Sungryong Hong edited this page Aug 17, 2022 · 79 revisions

============= Written in 2019 ==============

Let's try out Google Cloud Platform (GCP)

Why do I need Google Cloud ?

My slave nodes have quite typical hardware(HW) specifications; 16 vCores with 64 GB memory. Most of mid-size data calculations are quite done well using my 4 nodes spark/hadoop cluster, along with free interactive scratches using Jupyter Notebook.

==

But it is quite sure that I need various cluster configurations, not available in my custom Spark cluster. I have found that GCP provides a good suite of hardwares (even, Gargantua-memory machines):
Google Cloud Node HW Specifications

Basic Steps Using Dataproc in Google Cloud Platforms

Here are very theoretical basics for total beginners in GCP.

  • Make a GCP account

Yeh, free $300 balance in your billing account!

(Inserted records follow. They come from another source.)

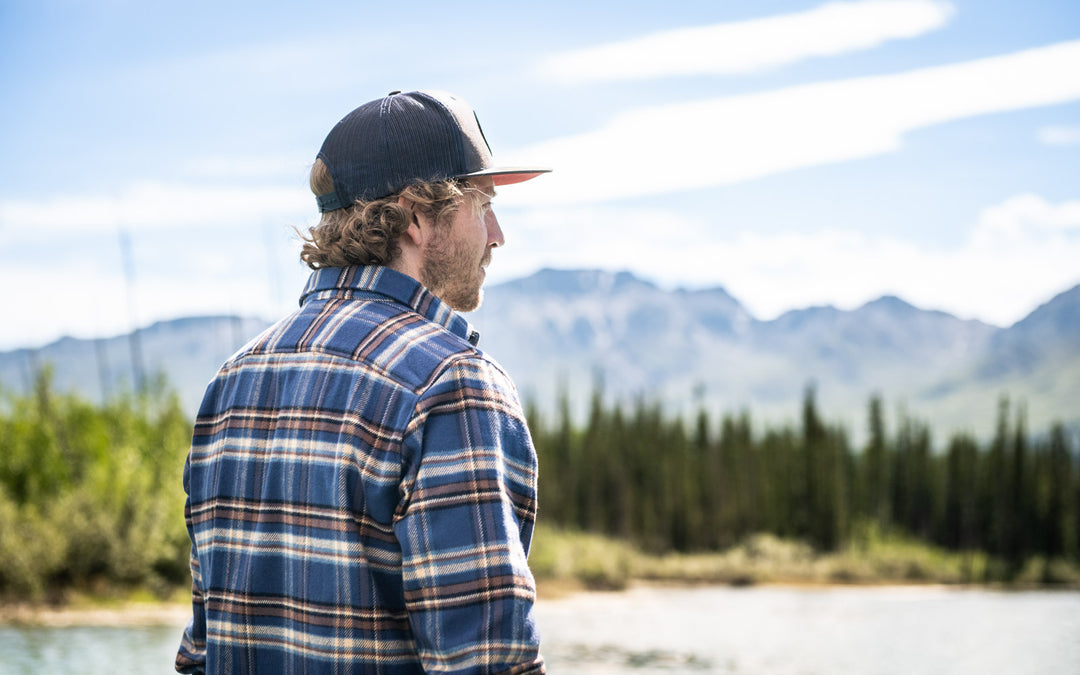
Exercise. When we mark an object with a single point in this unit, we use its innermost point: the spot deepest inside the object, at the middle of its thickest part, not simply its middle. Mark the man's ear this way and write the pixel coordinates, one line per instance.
(414, 232)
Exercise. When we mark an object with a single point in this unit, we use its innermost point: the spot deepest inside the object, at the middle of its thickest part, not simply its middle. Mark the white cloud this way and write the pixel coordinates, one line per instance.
(1060, 135)
(156, 204)
(744, 46)
(1018, 254)
(726, 140)
(269, 166)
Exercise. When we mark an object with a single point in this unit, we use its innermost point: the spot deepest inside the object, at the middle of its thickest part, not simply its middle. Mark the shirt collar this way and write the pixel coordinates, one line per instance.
(336, 281)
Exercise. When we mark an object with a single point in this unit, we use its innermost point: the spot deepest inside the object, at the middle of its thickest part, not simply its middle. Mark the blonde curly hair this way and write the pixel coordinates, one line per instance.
(367, 232)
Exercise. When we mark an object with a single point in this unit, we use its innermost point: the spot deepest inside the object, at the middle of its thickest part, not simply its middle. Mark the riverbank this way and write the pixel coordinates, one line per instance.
(566, 563)
(567, 559)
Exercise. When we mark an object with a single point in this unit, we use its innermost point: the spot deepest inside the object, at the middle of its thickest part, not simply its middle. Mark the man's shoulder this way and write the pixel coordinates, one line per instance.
(383, 338)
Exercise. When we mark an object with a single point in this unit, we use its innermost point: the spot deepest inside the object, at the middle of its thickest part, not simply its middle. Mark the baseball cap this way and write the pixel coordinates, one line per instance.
(403, 138)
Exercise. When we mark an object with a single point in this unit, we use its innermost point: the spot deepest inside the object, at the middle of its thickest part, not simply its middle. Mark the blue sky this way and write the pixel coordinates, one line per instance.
(154, 156)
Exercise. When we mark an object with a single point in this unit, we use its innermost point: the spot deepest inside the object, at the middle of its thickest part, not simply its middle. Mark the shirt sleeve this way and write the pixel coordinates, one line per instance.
(191, 656)
(464, 525)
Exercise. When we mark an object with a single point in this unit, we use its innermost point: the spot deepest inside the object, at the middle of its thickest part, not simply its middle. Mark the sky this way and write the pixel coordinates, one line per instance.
(153, 157)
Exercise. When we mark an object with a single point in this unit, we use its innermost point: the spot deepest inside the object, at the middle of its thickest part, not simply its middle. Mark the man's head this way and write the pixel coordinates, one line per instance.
(416, 159)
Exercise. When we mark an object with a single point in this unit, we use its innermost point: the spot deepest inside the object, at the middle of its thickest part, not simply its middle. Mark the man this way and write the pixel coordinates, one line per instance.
(361, 482)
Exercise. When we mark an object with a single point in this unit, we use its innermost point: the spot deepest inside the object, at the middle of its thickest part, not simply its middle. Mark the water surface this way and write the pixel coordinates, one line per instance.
(765, 631)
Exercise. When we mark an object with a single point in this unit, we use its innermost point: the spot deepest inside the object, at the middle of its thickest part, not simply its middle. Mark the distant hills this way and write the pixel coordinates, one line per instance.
(557, 331)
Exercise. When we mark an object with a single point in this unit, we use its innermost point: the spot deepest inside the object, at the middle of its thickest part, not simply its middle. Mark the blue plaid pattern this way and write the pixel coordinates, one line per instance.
(361, 495)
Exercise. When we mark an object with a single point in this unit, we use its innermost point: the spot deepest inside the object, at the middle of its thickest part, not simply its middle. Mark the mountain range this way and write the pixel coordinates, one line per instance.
(572, 331)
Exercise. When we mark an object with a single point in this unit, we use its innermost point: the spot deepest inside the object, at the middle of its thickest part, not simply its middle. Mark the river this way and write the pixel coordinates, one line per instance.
(765, 631)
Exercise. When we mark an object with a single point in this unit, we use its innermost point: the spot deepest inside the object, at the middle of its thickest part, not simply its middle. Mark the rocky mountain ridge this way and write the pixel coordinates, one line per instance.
(572, 329)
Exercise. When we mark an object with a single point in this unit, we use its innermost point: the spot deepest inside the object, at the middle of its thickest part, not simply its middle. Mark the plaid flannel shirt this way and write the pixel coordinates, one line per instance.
(361, 495)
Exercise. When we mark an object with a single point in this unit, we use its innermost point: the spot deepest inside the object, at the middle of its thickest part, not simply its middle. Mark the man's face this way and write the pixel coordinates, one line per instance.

  • Create a "project" and link your billing to this new project

  • Configure the gcloud: $ gcloud auth login, $ gcloud config set project VALUE and $ gcloud config set account ACCOUNT

  • Create a "cluster" instance in the dataproc option.

You need to check the "version" of "image" to properly select the compatible pyspark (at least, if there are some lib version issues). If you like to use a Jupyter notebook on GCP, there is an option launching with the notebook. Here is the link for dataproc image list.

  • There are two (three?) ways to use your new cluster.

[1] ssh to the master node and run the pyspark code on it

[2] use command-line SDKs such as gcloud gsutil on your local terminal. I prefer this. Do not install these via conda due to some root privilages. Install them following this link

  • Here is a basic example to run "the" PI program:

gcloud dataproc jobs submit pyspark --cluster spark-mini --region asia-northeast1 ./pi.py

  • For enabling jupyter notebook, please check this link

It seems the initialization action has changed after releasing the image 1.3. Here is the new create script:

gcloud beta dataproc clusters create spark-mini \
--optional-components=ANACONDA,JUPYTER \
--metadata 'CONDA_PACKAGES="scipy numpy pandas pyarrow matplotlib seaborn",MINICONDA_VARIANT=2' \
--initialization-actions \
gs://dataproc-initialization-actions/python/conda-install.sh \
--enable-component-gateway \
--bucket shongdata \
--project pyspark-multiverse \
--region asia-northeast1 --zone asia-northeast1-a \
--master-machine-type custom-6-30720 --master-boot-disk-size 32GB \
--worker-machine-type n1-highmem-8 --worker-boot-disk-size 32GB --num-workers 2 \
--image-version 1.4 \
--properties spark:spark.jars.packages=graphframes:graphframes:0.7.0-spark2.4-s_2.11

My Real Walk-through for Pyspark in GCP

1. Creating an instance

I need a large dataproc cluster with spark/graphframes.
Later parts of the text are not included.